Complicating matters is the reality that the number of incidents continues to rise, with 89% of HDOs in a recent Ponemon Cybersecurity in Healthcare study experiencing an average of 43 attacks over the course of 12 months. HDOs can ill afford to do nothing or – more accurately – continue down the pathway of business as usual when it comes to their IoT security. Not with the sheer number of threat actors targeting healthcare and the massive risk of negative impacts on patient outcomes and financial solvency.
It should be clear by now that the costs of a successful cyberattack extend far beyond merely monetary. HDOs can be fined for paying the ransom, they can face penalties for a breach of patient privacy, and they may also face lawsuits from patients who had their care interrupted because of an attack. It’s clear that there are major costs associated with the rising tide of malware crashing against hospitals and HDOs.

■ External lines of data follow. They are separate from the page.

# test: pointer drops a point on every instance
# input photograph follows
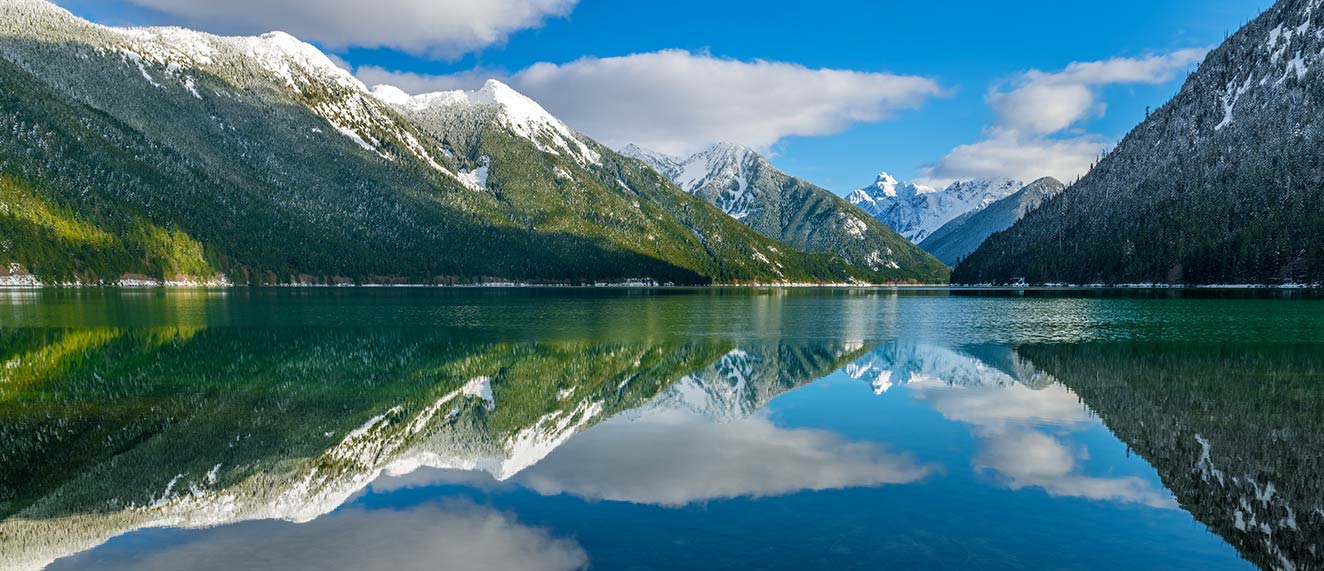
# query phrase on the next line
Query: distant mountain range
(963, 235)
(916, 211)
(748, 188)
(1222, 184)
(148, 155)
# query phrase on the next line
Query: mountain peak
(915, 211)
(517, 111)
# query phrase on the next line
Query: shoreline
(141, 286)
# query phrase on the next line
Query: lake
(661, 429)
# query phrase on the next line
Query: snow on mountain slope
(963, 235)
(1221, 184)
(719, 174)
(750, 188)
(916, 211)
(171, 58)
(520, 114)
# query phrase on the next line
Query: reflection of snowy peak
(902, 363)
(744, 379)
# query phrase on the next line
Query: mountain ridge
(1217, 186)
(257, 160)
(751, 190)
(964, 233)
(916, 211)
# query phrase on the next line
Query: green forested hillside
(167, 154)
(1222, 184)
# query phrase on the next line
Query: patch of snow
(1230, 98)
(520, 114)
(479, 387)
(475, 179)
(915, 211)
(354, 137)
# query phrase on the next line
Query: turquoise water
(640, 429)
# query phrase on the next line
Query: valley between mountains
(171, 156)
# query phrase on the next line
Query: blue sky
(924, 90)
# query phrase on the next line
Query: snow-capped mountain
(748, 188)
(520, 114)
(1218, 186)
(257, 159)
(915, 211)
(720, 174)
(964, 233)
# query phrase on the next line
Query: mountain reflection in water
(277, 447)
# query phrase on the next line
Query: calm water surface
(661, 429)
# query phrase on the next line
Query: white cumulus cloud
(677, 101)
(1038, 115)
(434, 28)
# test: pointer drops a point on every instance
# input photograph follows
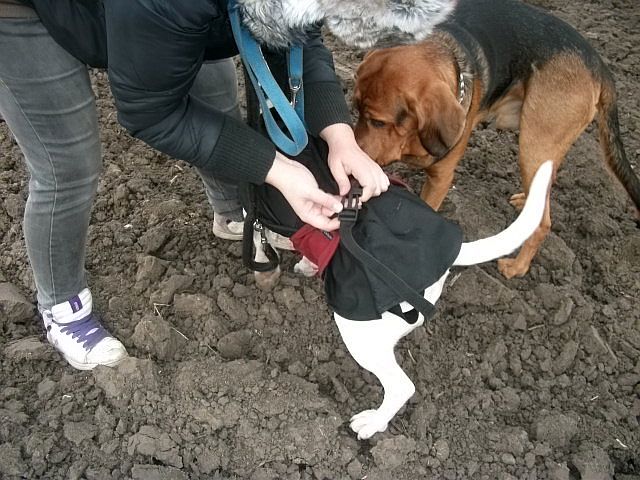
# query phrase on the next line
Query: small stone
(555, 429)
(46, 388)
(593, 463)
(566, 358)
(441, 449)
(235, 345)
(11, 463)
(564, 311)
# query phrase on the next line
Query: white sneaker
(74, 330)
(278, 241)
(227, 229)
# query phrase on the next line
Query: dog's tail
(611, 143)
(516, 234)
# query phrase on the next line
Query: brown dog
(493, 60)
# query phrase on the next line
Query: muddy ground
(532, 378)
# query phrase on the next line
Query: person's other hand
(301, 190)
(347, 158)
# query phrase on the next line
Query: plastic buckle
(350, 205)
(295, 85)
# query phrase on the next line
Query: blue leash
(268, 90)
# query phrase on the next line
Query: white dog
(371, 343)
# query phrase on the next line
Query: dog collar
(461, 88)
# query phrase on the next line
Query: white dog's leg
(264, 280)
(371, 344)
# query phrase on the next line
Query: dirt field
(532, 378)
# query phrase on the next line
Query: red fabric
(317, 245)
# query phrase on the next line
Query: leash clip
(295, 85)
(258, 227)
(350, 205)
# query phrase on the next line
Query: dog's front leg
(371, 344)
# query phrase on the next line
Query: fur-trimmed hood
(363, 24)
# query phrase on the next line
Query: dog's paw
(510, 267)
(305, 267)
(518, 200)
(367, 423)
(267, 280)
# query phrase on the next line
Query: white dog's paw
(367, 423)
(305, 267)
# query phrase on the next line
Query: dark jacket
(154, 49)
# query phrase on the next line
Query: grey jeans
(47, 103)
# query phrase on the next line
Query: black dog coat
(407, 245)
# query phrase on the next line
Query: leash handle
(268, 90)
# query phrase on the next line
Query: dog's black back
(514, 38)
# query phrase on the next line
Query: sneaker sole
(226, 235)
(91, 366)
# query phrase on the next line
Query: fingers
(325, 201)
(379, 183)
(341, 178)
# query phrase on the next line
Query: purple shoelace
(87, 331)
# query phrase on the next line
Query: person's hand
(301, 190)
(347, 158)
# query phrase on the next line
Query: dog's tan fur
(409, 110)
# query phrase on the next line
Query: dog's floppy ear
(441, 120)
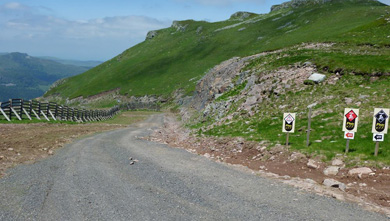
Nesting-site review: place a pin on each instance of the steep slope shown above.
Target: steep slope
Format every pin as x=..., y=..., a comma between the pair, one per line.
x=23, y=76
x=176, y=57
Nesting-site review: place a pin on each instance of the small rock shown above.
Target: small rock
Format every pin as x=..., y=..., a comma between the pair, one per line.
x=337, y=162
x=310, y=181
x=312, y=164
x=348, y=100
x=362, y=184
x=318, y=78
x=297, y=156
x=360, y=171
x=331, y=170
x=334, y=183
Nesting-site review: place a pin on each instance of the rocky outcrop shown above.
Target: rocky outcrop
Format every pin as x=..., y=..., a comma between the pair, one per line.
x=240, y=16
x=151, y=34
x=217, y=81
x=297, y=3
x=179, y=26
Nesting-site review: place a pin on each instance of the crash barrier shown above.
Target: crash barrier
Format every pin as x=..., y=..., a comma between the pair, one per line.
x=20, y=109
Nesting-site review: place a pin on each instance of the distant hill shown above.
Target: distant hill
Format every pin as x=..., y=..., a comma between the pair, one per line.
x=89, y=64
x=177, y=57
x=23, y=76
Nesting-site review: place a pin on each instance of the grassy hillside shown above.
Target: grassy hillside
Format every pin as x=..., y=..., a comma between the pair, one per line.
x=177, y=57
x=23, y=76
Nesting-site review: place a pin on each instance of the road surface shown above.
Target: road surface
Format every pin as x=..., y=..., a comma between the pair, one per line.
x=92, y=179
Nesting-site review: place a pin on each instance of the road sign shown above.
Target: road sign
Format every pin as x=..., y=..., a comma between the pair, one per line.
x=380, y=121
x=351, y=119
x=349, y=135
x=378, y=137
x=289, y=122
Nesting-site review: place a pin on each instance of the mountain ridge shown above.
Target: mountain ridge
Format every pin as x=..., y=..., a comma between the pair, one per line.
x=176, y=57
x=27, y=77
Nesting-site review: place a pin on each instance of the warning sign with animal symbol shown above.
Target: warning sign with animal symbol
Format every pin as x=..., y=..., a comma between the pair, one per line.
x=289, y=122
x=351, y=119
x=380, y=121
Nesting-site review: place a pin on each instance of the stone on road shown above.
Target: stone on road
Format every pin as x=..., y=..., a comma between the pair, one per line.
x=93, y=179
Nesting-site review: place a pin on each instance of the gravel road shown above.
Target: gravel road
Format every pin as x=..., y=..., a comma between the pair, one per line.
x=92, y=179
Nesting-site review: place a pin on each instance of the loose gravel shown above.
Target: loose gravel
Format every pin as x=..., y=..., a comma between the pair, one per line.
x=118, y=176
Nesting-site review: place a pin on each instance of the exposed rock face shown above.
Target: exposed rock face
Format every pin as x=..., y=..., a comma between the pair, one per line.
x=331, y=171
x=240, y=16
x=179, y=26
x=228, y=85
x=297, y=3
x=151, y=34
x=217, y=81
x=361, y=171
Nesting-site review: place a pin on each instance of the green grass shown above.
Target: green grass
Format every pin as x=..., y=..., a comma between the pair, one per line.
x=176, y=60
x=341, y=58
x=326, y=124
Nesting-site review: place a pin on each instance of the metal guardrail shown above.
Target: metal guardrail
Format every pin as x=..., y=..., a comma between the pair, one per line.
x=21, y=109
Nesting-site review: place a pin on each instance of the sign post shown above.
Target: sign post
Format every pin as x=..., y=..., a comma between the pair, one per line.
x=288, y=125
x=350, y=124
x=380, y=126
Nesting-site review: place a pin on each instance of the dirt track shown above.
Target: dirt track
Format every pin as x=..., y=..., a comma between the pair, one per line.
x=279, y=162
x=117, y=175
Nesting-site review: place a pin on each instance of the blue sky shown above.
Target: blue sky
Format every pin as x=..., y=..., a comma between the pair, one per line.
x=102, y=29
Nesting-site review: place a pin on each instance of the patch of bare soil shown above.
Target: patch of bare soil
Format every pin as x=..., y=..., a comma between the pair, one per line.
x=27, y=143
x=369, y=191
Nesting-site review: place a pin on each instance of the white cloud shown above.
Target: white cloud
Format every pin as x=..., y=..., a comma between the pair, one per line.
x=221, y=2
x=387, y=2
x=31, y=30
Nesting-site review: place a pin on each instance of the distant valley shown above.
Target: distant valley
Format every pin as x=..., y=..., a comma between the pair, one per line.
x=27, y=77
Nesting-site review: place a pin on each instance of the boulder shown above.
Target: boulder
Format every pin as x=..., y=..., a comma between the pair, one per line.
x=331, y=171
x=337, y=162
x=297, y=157
x=360, y=171
x=151, y=34
x=312, y=164
x=240, y=15
x=334, y=183
x=317, y=78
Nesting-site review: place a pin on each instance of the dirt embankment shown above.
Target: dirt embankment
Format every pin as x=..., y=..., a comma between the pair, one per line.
x=368, y=190
x=27, y=143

HDOs Need a Risk-Based Approach
HDOs can’t continue to underspend on IoT security. Unfortunately, their budgets are so tight when it comes to securing their critical infrastructure that they often have to make do with less than their peers in other industries. HDO technology spending quite rightly focuses on patient outcomes and improving overall care. So what is a cybersecurity team to do when the risks of a breach continue to rise but the budget doesn’t?

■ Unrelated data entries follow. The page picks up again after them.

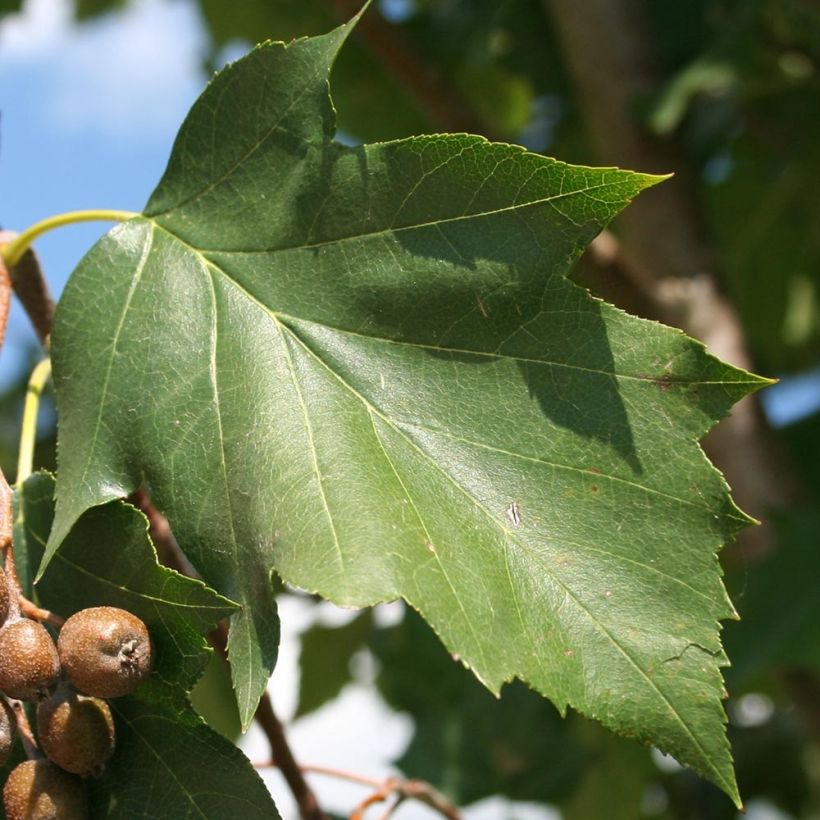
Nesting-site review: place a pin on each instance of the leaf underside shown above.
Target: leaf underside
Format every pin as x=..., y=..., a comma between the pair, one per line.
x=366, y=369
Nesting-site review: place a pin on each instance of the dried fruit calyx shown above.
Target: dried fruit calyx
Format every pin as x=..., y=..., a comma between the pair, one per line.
x=29, y=665
x=76, y=732
x=105, y=651
x=39, y=790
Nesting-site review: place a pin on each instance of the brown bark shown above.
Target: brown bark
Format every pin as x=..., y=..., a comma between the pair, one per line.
x=30, y=286
x=608, y=47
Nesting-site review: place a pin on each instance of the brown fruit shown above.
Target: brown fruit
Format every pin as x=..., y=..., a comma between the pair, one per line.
x=29, y=665
x=76, y=732
x=105, y=651
x=8, y=730
x=39, y=790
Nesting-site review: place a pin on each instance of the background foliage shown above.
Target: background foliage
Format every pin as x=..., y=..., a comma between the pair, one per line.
x=739, y=97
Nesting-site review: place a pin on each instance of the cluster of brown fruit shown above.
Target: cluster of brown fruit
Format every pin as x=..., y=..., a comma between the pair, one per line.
x=102, y=652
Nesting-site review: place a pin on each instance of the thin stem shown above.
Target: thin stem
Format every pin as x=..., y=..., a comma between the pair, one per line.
x=5, y=299
x=24, y=729
x=31, y=288
x=33, y=612
x=28, y=429
x=170, y=553
x=15, y=249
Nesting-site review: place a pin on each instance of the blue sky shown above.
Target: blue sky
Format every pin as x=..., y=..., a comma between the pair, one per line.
x=89, y=114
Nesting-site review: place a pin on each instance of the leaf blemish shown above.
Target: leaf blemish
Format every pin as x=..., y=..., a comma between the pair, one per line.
x=513, y=513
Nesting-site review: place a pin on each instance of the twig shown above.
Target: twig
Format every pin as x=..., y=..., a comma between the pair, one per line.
x=28, y=427
x=30, y=610
x=31, y=288
x=444, y=108
x=171, y=555
x=285, y=761
x=24, y=729
x=419, y=790
x=407, y=790
x=671, y=259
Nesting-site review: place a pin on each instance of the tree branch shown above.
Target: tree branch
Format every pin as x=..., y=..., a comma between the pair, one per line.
x=608, y=47
x=31, y=289
x=444, y=108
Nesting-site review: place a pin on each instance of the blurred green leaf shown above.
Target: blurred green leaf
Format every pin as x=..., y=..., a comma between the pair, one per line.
x=324, y=661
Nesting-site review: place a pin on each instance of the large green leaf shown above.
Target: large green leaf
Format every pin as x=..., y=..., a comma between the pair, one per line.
x=168, y=762
x=466, y=742
x=367, y=368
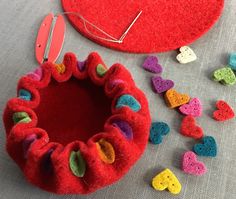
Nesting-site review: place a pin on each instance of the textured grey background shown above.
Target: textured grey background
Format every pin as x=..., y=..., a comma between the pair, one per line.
x=19, y=22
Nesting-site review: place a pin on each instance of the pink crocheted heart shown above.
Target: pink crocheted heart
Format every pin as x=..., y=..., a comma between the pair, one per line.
x=36, y=74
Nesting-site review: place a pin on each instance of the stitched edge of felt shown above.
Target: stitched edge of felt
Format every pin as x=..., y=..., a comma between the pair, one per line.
x=98, y=174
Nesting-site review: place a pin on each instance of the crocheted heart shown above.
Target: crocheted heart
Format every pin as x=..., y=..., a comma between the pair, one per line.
x=224, y=112
x=151, y=64
x=193, y=108
x=207, y=148
x=24, y=94
x=158, y=130
x=190, y=129
x=191, y=165
x=162, y=26
x=36, y=74
x=225, y=75
x=129, y=101
x=186, y=55
x=166, y=180
x=124, y=127
x=175, y=99
x=161, y=85
x=232, y=61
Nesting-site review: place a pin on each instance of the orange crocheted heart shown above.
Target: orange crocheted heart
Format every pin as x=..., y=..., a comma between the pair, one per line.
x=175, y=99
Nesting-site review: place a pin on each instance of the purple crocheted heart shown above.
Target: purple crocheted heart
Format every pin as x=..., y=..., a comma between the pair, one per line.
x=81, y=65
x=161, y=85
x=151, y=64
x=124, y=127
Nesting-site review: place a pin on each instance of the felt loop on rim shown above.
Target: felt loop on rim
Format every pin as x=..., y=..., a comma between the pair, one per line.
x=21, y=117
x=25, y=95
x=77, y=164
x=106, y=151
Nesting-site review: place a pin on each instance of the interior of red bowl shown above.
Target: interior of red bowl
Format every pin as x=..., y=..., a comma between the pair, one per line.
x=72, y=110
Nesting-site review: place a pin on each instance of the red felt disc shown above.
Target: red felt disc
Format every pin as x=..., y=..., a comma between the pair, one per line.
x=162, y=26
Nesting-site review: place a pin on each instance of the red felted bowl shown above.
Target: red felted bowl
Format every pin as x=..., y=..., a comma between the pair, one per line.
x=76, y=127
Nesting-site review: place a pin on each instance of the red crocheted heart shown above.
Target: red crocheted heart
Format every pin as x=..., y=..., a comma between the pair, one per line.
x=162, y=26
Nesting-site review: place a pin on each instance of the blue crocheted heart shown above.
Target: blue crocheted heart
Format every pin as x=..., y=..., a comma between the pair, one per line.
x=130, y=101
x=208, y=148
x=24, y=94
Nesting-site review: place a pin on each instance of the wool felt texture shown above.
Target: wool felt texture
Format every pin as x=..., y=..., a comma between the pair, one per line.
x=191, y=165
x=224, y=112
x=189, y=128
x=166, y=180
x=125, y=128
x=207, y=148
x=157, y=131
x=162, y=26
x=77, y=164
x=151, y=64
x=74, y=111
x=106, y=151
x=24, y=94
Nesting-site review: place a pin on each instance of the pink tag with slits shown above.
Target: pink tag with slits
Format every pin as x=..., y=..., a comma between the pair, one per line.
x=50, y=38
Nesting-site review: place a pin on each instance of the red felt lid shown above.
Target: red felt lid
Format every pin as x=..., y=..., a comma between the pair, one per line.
x=162, y=26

The answer is to adopt a risk-based approach to IoT security. This involves removing the most risk with the least effort from your security-focused team members. A risk-based approach includes conducting regular vulnerability scans of network-accessible infrastructure to identify IoT security holes, as well as prioritizing the discovered weaknesses to ensure that the riskiest issues are resolved first. A lot of IoT security software can only create a risk-blind list of work to be done to remove vulnerabilities. With a risk-first approach, with “riskiest” being the ones that are most likely to cause a catastrophic incident, HDOs can efficiently reduce the possibility of a threat actor succeeding.
Asimily was founded to move the IoT security industry past prior approaches and evolve to a risk-first approach. With key capabilities around inventory management for connected medical devices, as well as risk-based prioritization of discovered vulnerabilities, Asimily empowers HDO IoT security teams to adopt the risk-based IoT security methodology that will make them safer over the long term.
HDOs face substantial information security headwinds in the market today. Between tight operating margins, skill and resource constraints, and a flood of cyberattacks, the average healthcare organization has a lot of challenges to consider. Not all is lost, however, even with the explosion in IoMT devices and the difficulties inherent in securing a broader attack surface.
A risk-based, holistic approach to securing this infrastructure empowers HDOs with cost savings, a better security posture, and an overall more resilient infrastructure. With Asimily, HDOs can gain confidence that their IoMT devices are accounted for and secured against cyberattacks. Connected devices are growing rapidly in hospital environments, and each brings its own unique attack surface. Asimily’s solution identifies issues and helps customers remediate risks to ensure the best possible IoT security for HDOs regardless of size.